Jean Bernard Lifetime Achievement Award
The Jean Bernard Lifetime Achievement Award was established in 2008 to honor outstanding physicians and scientists for their lifetime contribution to the advancement of hematology.
Jean A Bernard (May 26, 1907 - April 17, 2006), a French physician and hematologist was Professor of Hematology and director of the Institute for Leukemia, University of Paris Diderot, at the Hôpital Saint Louis. After graduating in medicine in Paris in 1926, Bernard started his laboratory training with the bacteriologist Gaston Ramon at the Pasteur Institute in 1929.
In 1932, Jean Bernard gave the first description of the use of high dosage radiotherapy in the treatment of Hodgkin's disease. Jean Bernard's research ranges from the demonstration of neoplastic nature of leukemia (1933-1937) to the formulation of methods of treatment. Jean Bernard gave his name to Bernard's syndrome and Bernard-Soulier syndrome. In all, Jean Bernard published 14 textbooks and monographs on hematology. He was elected at the Académie Française on March 18, 1976. In 1981, he was elected a member of Serbian Academy of Sciences and Arts in the Department of Medical Sciences. In 1983, he was awarded the Artois-Baillet Latour Health Prize.

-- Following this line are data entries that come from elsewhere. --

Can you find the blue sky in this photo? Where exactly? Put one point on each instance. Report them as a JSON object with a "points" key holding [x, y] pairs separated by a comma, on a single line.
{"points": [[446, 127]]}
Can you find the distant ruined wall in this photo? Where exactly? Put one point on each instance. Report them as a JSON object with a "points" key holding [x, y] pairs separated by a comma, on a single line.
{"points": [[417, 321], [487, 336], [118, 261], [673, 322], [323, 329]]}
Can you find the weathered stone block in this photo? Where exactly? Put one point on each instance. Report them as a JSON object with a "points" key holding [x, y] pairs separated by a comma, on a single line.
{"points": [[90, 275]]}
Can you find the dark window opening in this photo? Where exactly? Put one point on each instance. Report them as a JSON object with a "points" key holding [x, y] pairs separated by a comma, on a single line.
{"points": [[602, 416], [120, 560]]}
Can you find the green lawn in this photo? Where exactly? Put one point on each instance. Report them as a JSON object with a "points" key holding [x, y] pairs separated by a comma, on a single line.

EHA congratulates Irene Roberts (MRC Weatherall Institute of Molecular Medicine at the University of Oxford, United Kingdom) as the winner of the 2023 Jean Bernard Lifetime Achievement Award for her unparalleled dedication and significant impact on advancing the understanding of hematological disorders.
Professor Irene Roberts (right) received the Jean Bernard Lifetime Achievement Award from Professor Elizabeth Macintyre during the EHA2023 Hybrid Congress.